Miss Julie

| Klosterhof Franziskanerkloster

Gerhart-Hauptmann-Theater...

Play by August Strindberg

Midsummer night on a Swedish country estate. The young noblewoman Julie enjoys the festivities. In the heated atmosphere, she breaks out of her life of strict rules and norms and celebrates exuberantly with the servants. Yes, she dances, drinks, flirts and meets the educated as well as urbane house servant Jean. And although Julie knows that he is engaged to the cook Kristin, she teases and provokes him, very much aware of her erotic effect.
A game of love and power begins, a struggle in which there will be no winner in the end.
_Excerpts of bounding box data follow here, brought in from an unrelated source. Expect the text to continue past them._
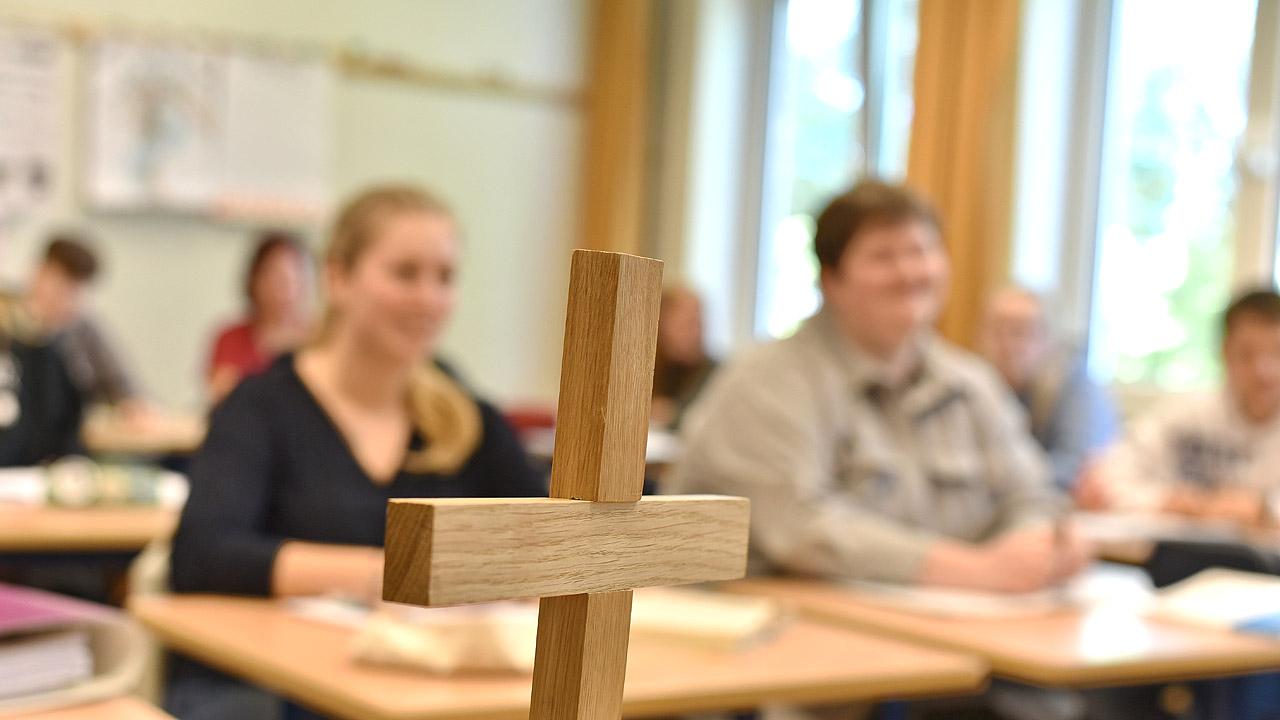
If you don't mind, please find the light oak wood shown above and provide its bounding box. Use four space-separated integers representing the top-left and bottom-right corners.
383 250 749 720
383 496 750 605
81 413 206 456
0 505 178 552
532 251 665 720
129 591 986 720
579 0 659 252
721 579 1280 688
550 250 662 502
5 697 173 720
529 591 631 719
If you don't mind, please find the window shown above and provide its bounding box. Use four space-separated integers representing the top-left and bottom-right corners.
755 0 918 337
1089 0 1274 389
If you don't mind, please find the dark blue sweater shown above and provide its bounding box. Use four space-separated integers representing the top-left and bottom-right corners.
170 356 547 596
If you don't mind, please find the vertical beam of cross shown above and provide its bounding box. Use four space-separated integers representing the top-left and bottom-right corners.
529 250 662 720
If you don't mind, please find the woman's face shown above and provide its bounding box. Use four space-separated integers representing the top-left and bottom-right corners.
329 211 458 364
252 246 310 319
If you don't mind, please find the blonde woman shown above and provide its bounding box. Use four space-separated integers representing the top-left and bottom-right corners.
169 187 545 719
173 187 544 597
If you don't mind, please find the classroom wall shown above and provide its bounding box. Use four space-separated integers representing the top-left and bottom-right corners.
0 0 588 409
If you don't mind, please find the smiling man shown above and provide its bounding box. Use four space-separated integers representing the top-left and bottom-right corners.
673 182 1084 592
1078 290 1280 525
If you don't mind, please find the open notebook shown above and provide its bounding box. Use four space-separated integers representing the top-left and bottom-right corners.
0 584 145 716
1152 568 1280 637
287 588 781 673
845 562 1152 619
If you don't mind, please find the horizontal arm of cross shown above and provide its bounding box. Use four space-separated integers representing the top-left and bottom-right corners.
383 496 750 606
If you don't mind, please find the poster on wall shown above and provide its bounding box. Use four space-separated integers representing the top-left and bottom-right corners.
84 40 332 219
86 41 227 211
0 27 60 222
218 54 333 218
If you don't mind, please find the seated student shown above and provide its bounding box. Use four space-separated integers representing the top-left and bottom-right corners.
0 293 83 468
1076 290 1280 524
10 233 150 420
652 287 716 429
169 186 547 719
982 287 1116 491
673 181 1084 591
207 231 311 405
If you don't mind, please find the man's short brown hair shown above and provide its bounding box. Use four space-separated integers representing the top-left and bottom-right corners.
1222 288 1280 340
813 179 941 269
45 233 97 282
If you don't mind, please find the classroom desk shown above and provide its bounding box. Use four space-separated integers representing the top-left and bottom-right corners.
0 503 179 553
129 596 986 720
10 697 173 720
81 413 206 457
719 578 1280 688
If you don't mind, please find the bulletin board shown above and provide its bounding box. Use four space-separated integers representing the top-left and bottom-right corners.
83 38 333 219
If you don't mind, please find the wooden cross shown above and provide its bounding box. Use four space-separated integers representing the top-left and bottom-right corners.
383 250 749 720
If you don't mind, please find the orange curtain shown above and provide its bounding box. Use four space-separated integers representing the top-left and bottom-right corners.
906 0 1020 347
579 0 655 254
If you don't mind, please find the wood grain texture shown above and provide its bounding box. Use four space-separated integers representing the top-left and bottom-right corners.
550 250 662 502
12 697 173 720
722 578 1280 688
129 591 988 720
0 506 178 552
383 496 750 605
529 591 631 720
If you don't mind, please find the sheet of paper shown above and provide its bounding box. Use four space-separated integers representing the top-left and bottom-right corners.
846 562 1152 618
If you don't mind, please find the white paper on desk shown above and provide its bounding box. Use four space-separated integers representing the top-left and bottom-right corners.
1071 512 1240 543
1151 568 1280 629
846 562 1152 619
631 588 782 650
285 597 538 674
0 468 49 505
In the light of the awakening day, it becomes clear that erotic attraction cannot overcome social barriers.

Julie, ready to give up her noble title and her home for a relationship with Jean, is rejected by him after they have slept together. Now the roles are reversed. Jean has seen Julie only as a mistress and financier in the realization of his professional plans. Humiliated and deprived of her virginity by a servant, she is confronted with Jean's claim that there is only one way out for her.

Love and power, self-assertion and submission, social status, role expectations and their transgression are the central themes in August Strindberg's tragedy about loneliness, egoism, greed and betrayal. In one of Zittau's most beautiful courtyards, the courtyard of the former Franciscan monastery, director Beatrix Schwarzbach stages the tragedy, which was banned by Swedish censors immediately after it was written and therefore premiered in Copenhagen in 1889, as an intense dance through the night with between summery lightness and bitter darkness.